15:45 〜 16:00
[SIT19-08] Inferring 3-D S- and P-velocity structure of D″ beneath the Central America using waveform inversion
D″, the lowermost layer of the Earth’s mantle, is one of the main regions which contain thermal or chemical composition anomalies and is important to understand the Earth’s thermal and chemical evolution. Two theories explaining the chemical evolution of D″ are mainly suggested; (i) chemical differentiation caused by partial melting at thermal boundary layer; (ii) mid ocean ridge basalt segregate from slabs and cumulate above the core-mantle boundary. Therefore, structure estimation at high-resolution, at least which can resolve subducted slabs; ~100km resolution, is required to search the factor of chemical composition anomaly.
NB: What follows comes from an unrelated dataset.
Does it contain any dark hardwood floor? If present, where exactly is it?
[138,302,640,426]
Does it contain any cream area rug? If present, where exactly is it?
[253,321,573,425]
In order to distinguish thermal and chemical composition heterogeneity, it is necessary to infer the S- and P- velocity structure with comparable resolution using the same quality data. In this study, we expand waveform inversion to estimate S- and P-velocity structure simultaneously at high-resolution (horizontally ~250km and vertically ~100km). Then, we invert the USArray dataset for the 3-D S- and P-velocity structure of D″ beneath Central America. Furthermore, we introduce “mantle correction” to exclude the effect of the 3-D heterogeneous structure except for D″. We will show the inferred models and the result of resolution tests.